There will always be room for that on these pages. All we can do is tell our stories, tell the truth, and live our relative best until it gets better. People have gotten through worse, but that’s not to minimize what every individual may be going through, and there’s no way of knowing just what that is. This is why, if I had the time or bandwidth of a full-time journalist, I’d be sure to chase down the people with the facts. Here, instead of telling one version of a story that affected many, I’m just making space for everyone to share their own experiences.
I’m aware that my words don’t always make a difference, like when I say what everyone else is already saying or make a point that no one feels moved to add to. Words affect us on a spectrum between landing and missing the mark. The reason for every miscommunication is so that we can get it right sometimes. A quote from an article in The New Yorker by Elizabeth Hardwick: “The great difficulty is making a point, making a difference — with words.”
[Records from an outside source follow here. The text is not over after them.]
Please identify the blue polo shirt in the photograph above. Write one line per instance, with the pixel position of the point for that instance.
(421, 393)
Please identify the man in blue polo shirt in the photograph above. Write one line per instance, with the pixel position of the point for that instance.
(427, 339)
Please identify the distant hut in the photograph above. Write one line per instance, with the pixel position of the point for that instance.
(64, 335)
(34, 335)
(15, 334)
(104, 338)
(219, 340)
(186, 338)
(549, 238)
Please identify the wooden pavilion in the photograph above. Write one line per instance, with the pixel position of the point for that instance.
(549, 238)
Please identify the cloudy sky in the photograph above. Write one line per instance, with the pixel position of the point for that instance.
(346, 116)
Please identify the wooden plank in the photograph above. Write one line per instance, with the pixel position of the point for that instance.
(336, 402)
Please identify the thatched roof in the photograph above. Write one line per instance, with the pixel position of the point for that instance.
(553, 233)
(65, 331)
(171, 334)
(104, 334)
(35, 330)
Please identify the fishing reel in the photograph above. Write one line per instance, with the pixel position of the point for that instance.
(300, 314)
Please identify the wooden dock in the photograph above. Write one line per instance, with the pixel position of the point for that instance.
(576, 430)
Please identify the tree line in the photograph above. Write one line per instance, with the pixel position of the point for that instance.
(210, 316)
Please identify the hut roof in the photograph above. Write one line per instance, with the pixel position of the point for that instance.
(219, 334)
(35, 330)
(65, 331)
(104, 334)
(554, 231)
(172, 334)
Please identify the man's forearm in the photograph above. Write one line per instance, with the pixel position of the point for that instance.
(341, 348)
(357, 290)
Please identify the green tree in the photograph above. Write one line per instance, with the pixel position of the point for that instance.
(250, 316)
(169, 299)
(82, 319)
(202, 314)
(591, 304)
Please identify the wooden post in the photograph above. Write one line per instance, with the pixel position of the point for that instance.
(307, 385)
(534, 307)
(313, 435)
Her words speak to me as a writer because it’s hard to communicate in the best of times. When challenges come up, it’s especially hard to take all the thoughts that live in your head and translate them to another person. When you add in crowds and chaos, alcohol and apathy, any and all of those things, then even the best communicators among us might react unkindly. What if students had all received an instant notification urging us to shelter in place just in case we weren’t safe? To backtrack more, what if the altercation between non-students in our campus residence hall had involved yelling instead of fighting?
After the violent turn of events, I’m as worried, upset, and outraged as anyone else. We should be confident walking around our campus without the concern of a concealed weapon carried by someone we don’t know, with unknown intentions. I remember school-wide walkouts in solidarity with tragic incidents of gun violence at other high schools four years ago, and I’ve been keeping up with recent news of shootings, an unfortunately constant concern across our country. People have been saying these brutal stories enabled us to know what to do in the heat of the horrifying moment, and I think it’s also why we don’t know how comfortable we should be in our environment now. It is surprising to me that Mayflower Hill could so suddenly feel drastically less safe.
If you were there, it is okay if you jump when someone drops a spoon in the dining hall. If you weren’t there, your feelings about what happened are as valid as anyone’s — it is what it is, and trauma does not compete. Acknowledge that everyone brings something different to the experience. Appreciate the rebuilding of trust across the community, maybe by just being here and seeing it become more and more okay.
To me, this text I got in response to the highly criticized emergency response contains the bottom line: “Kindness is not political.” We can all speak kindly, no matter how we experienced this past weekend, and those words will make a difference.